The NBA All-Star Game
This column appears in the February 19th issue of The DePauw.
Being watched by an NBA record 108,713 fans, you would think the NBA All-Star game was a pretty big deal.
You’d probably be wrong.
The NBA All-Star game traditionally has been a successful one. The stars roll in, put on a point scoring display, throw in a few dunks and alley-oops to excite the crowd, and then leave to a standing ovation. It happens almost every year.
Add to that the excitement of the Slam Dunk Contest and the Three-Point Contest, and you really have yourself a weekend.
Usually.
For whatever reason, the 2010 NBA All-Star game didn’t live up to previous editions of the event. The game was played with the build-up of the MLB All-Star Game, but the enthusiasm and excitement of the NFL Pro Bowl.
Maybe it was the massively oversized arena, Cowboys Stadium in Arlington, Texas, removing the “buzz” element from the crowd. (On that same note, who decided it would be cool to play a basketball game with some spectators like a mile away from the actual game?) Maybe it’s an indication of the greater sports movement away from All-Star Games and exhibition contests in general. (After all, in the grand scheme of things, this game means absolutely nothing.) Maybe we just don’t like sports as much anymore.
Maybe, just maybe, it’s a bright neon-colored sign showing us the future of sports. Showing us where our games are headed, and where our athletes are going. Maybe it was a sign of the massive corporate influence on any and all marketable athletes in the world today. Maybe it was a sign that gimmicky, fan-friendly events like the Slam Dunk Contest (with this years’ being quite possibly the least entertaining dunk contest ever) and the Three-Point Shootout just don’t excite us anymore.
Maybe, it’s a sign that the game is no longer enough.
The game, by itself, has lost its appeal. And this isn’t just basketball, or all-star games, or any single specific sport or event. It is the world of sports as a whole.
It’s not enough to watch the competitors against one another. It’s not enough to witness the beautiful act of a perfectly executed pass, or a science-defying pitch, or a thunderous tackle. We need more. We need video games, we need celebrity, we need scandal, and above all else, we need money. We live in a society where we always need more.
All of a sudden, for some reason, watching an NBA player dunk a ball with no one else on the court isn’t enough. Just like watching a baseball player hit home runs in batting practice and an NFL receiver catch an uncontested pass isn’t enough anymore, sport itself is falling behind the rapidly changing fan base. What’s important now isn’t who wins in the box score, but who cleans up in the bottom line. It’s a sad metaphor for the rest of society.
So what comes next?
When the gimmick stops working; when the game itself becomes the gimmick, where do we go from here? Will the next All-Star game feature special celebrity substitutions? Headband cameras for the folks at home? Playboy models as the coaches? If you think this is too farfetched, what can possibly be more crazy then throwing 100,000 people in a giant room to watch 10 guys bounce a ball around for an hour or two?

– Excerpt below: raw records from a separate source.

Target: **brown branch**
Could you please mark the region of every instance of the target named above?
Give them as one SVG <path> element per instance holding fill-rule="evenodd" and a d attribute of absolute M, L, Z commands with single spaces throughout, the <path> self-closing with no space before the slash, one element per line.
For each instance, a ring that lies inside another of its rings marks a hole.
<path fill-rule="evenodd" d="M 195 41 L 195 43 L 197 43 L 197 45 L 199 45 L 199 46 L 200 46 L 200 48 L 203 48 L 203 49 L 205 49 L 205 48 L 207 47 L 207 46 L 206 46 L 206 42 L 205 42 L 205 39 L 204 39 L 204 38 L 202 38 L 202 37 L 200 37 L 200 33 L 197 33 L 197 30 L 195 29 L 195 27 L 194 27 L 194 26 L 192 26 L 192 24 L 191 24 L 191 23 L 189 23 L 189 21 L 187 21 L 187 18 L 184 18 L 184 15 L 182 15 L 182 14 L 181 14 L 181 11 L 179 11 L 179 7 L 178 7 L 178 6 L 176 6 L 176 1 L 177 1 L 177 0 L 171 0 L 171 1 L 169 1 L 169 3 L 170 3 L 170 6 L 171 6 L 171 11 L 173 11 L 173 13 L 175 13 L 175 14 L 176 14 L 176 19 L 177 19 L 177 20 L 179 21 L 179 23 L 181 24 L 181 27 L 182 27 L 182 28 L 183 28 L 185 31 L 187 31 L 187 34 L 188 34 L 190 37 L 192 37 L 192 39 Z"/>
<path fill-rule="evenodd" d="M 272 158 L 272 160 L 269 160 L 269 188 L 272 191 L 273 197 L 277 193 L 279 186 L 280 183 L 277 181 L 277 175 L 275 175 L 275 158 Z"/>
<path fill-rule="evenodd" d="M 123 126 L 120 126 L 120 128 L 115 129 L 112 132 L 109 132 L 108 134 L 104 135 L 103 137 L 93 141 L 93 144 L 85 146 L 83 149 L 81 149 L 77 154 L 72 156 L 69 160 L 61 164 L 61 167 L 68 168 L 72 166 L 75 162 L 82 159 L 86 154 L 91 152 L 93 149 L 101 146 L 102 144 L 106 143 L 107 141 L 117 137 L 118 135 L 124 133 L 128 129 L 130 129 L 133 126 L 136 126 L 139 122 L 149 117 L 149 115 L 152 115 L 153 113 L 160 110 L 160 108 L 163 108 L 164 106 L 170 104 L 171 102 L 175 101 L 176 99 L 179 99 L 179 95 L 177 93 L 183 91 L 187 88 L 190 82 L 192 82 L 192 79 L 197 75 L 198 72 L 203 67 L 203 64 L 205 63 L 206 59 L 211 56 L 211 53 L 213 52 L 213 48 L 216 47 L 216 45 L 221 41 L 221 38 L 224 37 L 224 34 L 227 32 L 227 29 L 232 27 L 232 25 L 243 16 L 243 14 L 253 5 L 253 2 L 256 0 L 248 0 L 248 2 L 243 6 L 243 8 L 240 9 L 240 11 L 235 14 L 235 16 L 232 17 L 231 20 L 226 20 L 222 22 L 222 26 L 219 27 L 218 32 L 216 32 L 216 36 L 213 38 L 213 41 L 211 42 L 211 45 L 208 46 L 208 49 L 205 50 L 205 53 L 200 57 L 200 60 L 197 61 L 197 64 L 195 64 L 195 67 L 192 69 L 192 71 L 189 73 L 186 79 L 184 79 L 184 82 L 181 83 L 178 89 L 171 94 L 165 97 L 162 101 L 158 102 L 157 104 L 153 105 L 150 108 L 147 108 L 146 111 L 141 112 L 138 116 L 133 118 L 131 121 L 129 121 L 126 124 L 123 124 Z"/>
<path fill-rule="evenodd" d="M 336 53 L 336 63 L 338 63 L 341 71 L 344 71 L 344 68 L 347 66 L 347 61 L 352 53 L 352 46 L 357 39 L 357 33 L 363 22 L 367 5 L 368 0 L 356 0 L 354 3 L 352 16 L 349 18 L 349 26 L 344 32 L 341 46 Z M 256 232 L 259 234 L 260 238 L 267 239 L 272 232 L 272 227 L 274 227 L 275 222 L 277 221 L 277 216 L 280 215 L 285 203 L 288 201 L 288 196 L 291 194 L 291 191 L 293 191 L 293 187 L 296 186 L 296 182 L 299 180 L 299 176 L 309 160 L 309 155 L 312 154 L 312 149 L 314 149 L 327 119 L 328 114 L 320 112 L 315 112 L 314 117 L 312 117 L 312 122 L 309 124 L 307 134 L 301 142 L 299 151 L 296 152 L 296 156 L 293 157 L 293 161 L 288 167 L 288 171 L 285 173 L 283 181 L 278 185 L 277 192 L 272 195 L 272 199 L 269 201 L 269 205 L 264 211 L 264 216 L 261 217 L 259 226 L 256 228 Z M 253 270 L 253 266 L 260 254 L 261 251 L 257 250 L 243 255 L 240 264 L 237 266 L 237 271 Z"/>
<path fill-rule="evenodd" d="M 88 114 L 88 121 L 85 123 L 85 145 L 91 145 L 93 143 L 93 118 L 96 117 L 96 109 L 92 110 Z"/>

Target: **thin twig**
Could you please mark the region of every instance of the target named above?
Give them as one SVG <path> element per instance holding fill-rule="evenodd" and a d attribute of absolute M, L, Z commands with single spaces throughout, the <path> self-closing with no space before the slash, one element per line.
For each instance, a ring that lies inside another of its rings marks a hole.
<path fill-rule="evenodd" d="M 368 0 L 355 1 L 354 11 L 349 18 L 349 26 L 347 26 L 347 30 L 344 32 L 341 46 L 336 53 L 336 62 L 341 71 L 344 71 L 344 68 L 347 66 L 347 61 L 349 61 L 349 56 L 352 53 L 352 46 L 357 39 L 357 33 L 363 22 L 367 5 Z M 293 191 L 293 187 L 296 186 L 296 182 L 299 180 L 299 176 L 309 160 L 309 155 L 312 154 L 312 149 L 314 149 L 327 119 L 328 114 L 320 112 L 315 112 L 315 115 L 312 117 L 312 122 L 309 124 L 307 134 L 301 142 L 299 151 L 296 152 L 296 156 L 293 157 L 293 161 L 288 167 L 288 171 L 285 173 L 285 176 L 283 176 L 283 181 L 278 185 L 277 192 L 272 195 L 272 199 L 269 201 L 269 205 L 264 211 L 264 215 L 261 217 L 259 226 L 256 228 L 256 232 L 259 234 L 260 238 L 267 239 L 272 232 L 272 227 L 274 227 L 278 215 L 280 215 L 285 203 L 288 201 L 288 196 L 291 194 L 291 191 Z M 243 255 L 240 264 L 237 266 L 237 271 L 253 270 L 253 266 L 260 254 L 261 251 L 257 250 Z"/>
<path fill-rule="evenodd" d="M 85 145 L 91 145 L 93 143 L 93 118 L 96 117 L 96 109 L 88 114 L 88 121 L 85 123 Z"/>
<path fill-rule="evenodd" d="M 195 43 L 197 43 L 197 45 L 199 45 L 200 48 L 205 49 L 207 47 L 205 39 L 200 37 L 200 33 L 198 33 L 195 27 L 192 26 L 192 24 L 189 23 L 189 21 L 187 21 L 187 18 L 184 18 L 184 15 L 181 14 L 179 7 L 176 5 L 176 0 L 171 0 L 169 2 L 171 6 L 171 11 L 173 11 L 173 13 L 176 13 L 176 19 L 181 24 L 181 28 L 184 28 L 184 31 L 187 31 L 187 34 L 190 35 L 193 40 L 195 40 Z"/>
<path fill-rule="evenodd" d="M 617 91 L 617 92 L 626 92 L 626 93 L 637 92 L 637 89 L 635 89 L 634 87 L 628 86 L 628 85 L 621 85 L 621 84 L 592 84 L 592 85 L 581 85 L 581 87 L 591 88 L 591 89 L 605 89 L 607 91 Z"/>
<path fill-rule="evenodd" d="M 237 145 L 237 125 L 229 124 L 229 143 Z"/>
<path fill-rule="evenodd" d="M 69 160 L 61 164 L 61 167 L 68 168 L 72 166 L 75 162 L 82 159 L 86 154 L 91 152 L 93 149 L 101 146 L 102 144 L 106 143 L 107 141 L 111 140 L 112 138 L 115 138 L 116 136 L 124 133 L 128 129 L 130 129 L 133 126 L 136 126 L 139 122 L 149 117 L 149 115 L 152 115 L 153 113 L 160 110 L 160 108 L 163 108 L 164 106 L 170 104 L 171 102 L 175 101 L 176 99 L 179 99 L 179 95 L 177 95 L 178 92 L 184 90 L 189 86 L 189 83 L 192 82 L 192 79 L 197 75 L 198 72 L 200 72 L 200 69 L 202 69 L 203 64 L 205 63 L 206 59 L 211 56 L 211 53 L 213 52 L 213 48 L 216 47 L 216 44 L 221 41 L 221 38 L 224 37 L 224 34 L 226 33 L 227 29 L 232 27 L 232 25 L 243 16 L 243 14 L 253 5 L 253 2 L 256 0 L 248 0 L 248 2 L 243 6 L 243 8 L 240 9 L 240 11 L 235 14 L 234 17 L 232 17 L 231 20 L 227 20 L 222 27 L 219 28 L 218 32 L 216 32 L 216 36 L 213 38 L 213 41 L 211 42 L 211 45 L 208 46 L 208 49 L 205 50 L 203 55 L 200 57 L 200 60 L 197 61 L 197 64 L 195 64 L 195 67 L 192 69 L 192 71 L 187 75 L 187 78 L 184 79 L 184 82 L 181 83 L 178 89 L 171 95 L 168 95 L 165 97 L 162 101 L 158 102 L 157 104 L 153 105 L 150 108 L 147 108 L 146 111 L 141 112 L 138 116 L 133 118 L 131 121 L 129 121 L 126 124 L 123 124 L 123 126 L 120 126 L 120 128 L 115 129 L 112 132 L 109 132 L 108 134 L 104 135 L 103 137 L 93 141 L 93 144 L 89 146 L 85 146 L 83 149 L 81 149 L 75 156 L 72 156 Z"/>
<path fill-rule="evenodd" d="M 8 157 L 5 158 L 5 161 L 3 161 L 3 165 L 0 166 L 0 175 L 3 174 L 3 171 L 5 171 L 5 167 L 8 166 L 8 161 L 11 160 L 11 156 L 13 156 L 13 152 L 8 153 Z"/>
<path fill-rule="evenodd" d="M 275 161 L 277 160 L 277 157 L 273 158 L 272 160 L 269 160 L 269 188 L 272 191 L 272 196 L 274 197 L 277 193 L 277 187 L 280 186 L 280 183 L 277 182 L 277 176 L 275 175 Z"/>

But this is why sports works. Because for every single person that reads this column; for every single person that says “it was better the way it used to be”; for every single person that claims sport is dead; there is a passionate fan out there watching. While the owners and perhaps even the players approach sports differently in today’s world, the underlying principle of sports for enjoyment will always be hidden there somewhere. For every celebrity sitting courtside Sunday who didn’t know Kobe Bryant from the referee, there was a fan sitting in the upper deck, with their binoculars, taking in every moment as if it were their last.
You never know what’s going to happen next. For better or worse. It’s simple, and yet so confusing at the same time.
And that’s just the way we all want it.